Der Klage gegen Clearview AI hatte sich die britische Menschenrechtsorganisation Privacy International angeschlossen. Der Programmdirektor Tom West begrüßt das Urteil: Nur weil ein Unternehmen mit ausländischen Strafverfolgungsbehörden oder nationalen Sicherheitsbehörden zusammenarbeite, könne es sich nicht dem Datenschutzrecht entziehen. „Es wäre ein massives Problem, wenn diese Behörden aufdringliche Datenverarbeitungen an private Akteure auslagern könnten, die nicht unter das Gesetz fallen“, so West.

Auseinandersetzungen rund um den Einsatz biometrischer Massenüberwachung könnten durchaus auch in der EU bevorstehen. Die im Vorjahr in Kraft getretene KI-Verordnung enthält zwar eine Reihe an Schutzvorkehrungen, räumt aber Ermittlungsbehörden Ausnahmen bei der biometrischen Identifikation ein. Sogar die als besonders gefährlich geltende Echtzeit-Überwachung ist nicht komplett verboten. Wie groß der Spielraum für EU-Behörden tatsächlich ist, bleibt allerdings noch unklar.

Genau das loten derzeit eine Reihe an EU-Ländern aus, darunter auch Deutschland. So will das Bundesinnenministerium die Hürden für den Einsatz von Gesichter-Suchmaschinen im Asylverfahren weiter senken.
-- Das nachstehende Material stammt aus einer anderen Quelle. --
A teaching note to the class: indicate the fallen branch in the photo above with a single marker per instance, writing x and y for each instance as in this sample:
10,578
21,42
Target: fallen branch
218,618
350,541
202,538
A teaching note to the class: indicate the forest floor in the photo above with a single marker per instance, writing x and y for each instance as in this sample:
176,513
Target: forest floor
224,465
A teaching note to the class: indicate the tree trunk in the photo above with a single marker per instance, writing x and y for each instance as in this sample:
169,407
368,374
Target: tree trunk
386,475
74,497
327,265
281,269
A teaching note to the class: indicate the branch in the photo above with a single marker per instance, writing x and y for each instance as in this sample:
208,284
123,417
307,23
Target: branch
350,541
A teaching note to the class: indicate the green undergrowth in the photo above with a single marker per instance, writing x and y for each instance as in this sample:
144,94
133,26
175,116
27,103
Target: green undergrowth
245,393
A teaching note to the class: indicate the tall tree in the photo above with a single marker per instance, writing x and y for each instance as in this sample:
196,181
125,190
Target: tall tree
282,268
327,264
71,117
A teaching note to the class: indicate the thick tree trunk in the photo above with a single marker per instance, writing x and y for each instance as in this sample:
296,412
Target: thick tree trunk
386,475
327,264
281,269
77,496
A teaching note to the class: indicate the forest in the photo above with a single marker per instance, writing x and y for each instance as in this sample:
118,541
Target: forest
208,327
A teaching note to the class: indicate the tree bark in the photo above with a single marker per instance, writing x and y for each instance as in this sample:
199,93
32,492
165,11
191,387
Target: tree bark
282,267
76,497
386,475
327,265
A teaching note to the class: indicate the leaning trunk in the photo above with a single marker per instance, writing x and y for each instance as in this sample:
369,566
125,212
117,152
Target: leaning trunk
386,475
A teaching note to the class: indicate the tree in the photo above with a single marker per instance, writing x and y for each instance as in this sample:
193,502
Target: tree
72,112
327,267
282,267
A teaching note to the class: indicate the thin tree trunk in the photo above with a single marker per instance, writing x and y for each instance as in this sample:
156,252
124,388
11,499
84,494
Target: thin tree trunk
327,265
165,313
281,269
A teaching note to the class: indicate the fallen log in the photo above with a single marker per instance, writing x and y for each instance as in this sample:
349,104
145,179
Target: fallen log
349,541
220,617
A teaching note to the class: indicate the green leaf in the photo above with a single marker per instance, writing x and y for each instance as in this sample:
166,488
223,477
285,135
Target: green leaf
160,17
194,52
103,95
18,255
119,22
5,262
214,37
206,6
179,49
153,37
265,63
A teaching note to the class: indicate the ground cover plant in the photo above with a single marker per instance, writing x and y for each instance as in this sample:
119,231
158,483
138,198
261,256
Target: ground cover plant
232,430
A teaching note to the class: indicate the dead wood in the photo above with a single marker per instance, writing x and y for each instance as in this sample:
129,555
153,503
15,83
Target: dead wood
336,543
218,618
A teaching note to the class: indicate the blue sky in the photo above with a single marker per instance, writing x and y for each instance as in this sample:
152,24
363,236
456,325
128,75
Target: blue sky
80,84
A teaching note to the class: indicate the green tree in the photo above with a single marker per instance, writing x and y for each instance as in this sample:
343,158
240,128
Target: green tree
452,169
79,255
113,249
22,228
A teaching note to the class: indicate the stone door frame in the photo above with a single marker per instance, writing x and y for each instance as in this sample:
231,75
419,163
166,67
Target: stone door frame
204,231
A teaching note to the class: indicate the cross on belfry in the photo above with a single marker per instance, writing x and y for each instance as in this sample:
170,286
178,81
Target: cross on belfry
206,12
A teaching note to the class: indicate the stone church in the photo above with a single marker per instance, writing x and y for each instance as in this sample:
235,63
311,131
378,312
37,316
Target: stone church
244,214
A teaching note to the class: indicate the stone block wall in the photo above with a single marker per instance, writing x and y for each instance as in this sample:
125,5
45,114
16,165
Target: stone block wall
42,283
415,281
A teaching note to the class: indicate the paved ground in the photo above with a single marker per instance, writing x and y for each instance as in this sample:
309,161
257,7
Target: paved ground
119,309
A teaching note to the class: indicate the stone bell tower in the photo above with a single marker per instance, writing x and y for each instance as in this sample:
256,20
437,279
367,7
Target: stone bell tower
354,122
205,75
Zugleich sollen Bundeskriminalamt und Bundespolizei künftig kommerzielle Gesichtersuchmaschinen wie Clearview oder PimEyes im Polizeialltag nutzen können, geht es nach Innenminister Alexander Dobrindt (CSU). Auf der Wunschliste stehen zudem weitere Datenanalysetools, etwa Palantir aus dem Hause des Trump-Verbündeten Peter Thiel.

Gegen die Pläne regt sich zunehmend Widerstand aus der Zivilgesellschaft. Erst heute haben die Nichtregierungsorganisationen AlgorithmWatch, Amnesty International, der Chaos Computer Club und die Gesellschaft für Freiheitsrechte gemeinsam mit dem ehemaligen Bundesbeauftragten für den Datenschutz und die Informationsfreiheit, Ulrich Kelber, ihre Zweifel an deren Rechtmäßigkeit deutlich gemacht. In der vorliegenden Form wären die Gesetzentwürfe nicht mit EU-Recht vereinbar, so die Expert:innen.